As China readies for a once-a-decade leadership transition that is set to see Vice President Xi Jinping replace President Hu Jintao in the fall, a purge within the nation's highest ranks comes at a singularly sensitive time. The central government in Beijing is walking a tightrope. It must convince the public that a figure as popular as Bo — among Chinese leaders, he was a rare communicator who knew how to deliver a snappy sound bite — deserved to be removed for his excesses. But it must also persuade a skeptical populace that Bo's alleged corruption was an aberration rather than a symptom of a diseased political system. Beyond Bo's ouster and hints of factional strife within a party that likes to present itself as a faceless front, little has changed publicly. "Bo has been brought down," says journalist Jiang, "but there's no sign of the political reform, like democracy and rule of law, needed to prevent a case like Bo's from happening again."

The Red Tide
The rise and fall of Bo, 62, has degenerated into a surreal soap opera in which unsubstantiated rumors compete with sensational tidbits leaked by people in Chongqing with hazy ties to Bo. Was British business consultant Neil Heywood really killed by cyanide at a Chongqing holiday resort? Could the reason for Gu ordering a purported hit have been a "conflict over economic interests," as China's state-run newswire Xinhua put it, referring to a possible dispute over his commission for supposedly helping funnel hundreds of millions of dollars abroad?
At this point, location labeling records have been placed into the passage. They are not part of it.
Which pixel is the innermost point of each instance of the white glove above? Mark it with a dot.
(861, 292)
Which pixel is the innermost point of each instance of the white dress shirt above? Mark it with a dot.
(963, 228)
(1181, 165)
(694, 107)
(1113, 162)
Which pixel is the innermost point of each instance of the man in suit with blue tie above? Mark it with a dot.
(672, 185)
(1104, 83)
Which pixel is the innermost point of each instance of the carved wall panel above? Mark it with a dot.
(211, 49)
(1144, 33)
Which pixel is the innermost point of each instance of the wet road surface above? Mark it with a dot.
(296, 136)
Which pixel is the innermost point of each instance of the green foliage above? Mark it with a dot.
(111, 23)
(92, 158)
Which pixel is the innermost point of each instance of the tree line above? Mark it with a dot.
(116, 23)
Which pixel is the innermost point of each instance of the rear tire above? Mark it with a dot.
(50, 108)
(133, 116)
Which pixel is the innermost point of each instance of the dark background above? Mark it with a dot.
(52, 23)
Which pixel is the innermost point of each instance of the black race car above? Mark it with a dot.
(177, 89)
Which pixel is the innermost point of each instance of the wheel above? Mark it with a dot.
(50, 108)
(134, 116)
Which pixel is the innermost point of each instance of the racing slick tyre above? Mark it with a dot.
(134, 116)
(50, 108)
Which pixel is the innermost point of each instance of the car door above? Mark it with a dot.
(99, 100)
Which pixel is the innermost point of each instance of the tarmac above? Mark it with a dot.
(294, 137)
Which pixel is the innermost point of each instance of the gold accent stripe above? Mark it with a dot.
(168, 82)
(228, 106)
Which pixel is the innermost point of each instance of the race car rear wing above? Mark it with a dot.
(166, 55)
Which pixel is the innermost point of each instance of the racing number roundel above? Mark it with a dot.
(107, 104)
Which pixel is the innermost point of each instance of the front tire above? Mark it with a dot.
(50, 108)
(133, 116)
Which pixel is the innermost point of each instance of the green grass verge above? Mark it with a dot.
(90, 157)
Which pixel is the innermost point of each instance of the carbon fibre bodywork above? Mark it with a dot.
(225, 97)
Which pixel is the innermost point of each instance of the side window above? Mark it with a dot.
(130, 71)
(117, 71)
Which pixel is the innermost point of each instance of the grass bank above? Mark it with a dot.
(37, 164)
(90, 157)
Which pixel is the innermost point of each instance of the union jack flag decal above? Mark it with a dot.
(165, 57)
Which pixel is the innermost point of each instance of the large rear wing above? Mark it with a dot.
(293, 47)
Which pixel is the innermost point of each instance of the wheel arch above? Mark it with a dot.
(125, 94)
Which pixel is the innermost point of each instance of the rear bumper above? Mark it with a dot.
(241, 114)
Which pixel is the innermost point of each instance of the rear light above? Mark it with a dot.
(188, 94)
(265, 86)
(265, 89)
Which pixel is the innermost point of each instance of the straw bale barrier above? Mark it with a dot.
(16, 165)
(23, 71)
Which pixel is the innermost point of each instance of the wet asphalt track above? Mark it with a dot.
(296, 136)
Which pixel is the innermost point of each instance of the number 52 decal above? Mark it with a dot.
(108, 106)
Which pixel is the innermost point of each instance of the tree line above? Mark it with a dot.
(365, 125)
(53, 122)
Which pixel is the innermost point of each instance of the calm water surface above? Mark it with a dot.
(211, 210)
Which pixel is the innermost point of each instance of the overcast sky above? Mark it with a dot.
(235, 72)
Did Gu, whose legal clients included investors in projects approved by her husband, really demand that her close associates divorce their wives in order to prove loyalty to her? Did Bo approve an investigation implicating his wife in murder, only to change his mind hours later and order the fatal torture of two people involved in the case? Is all this rumormongering being exploited by an opportunist faction in the Communist Party determined to rid Bo's supporters from China's leadership?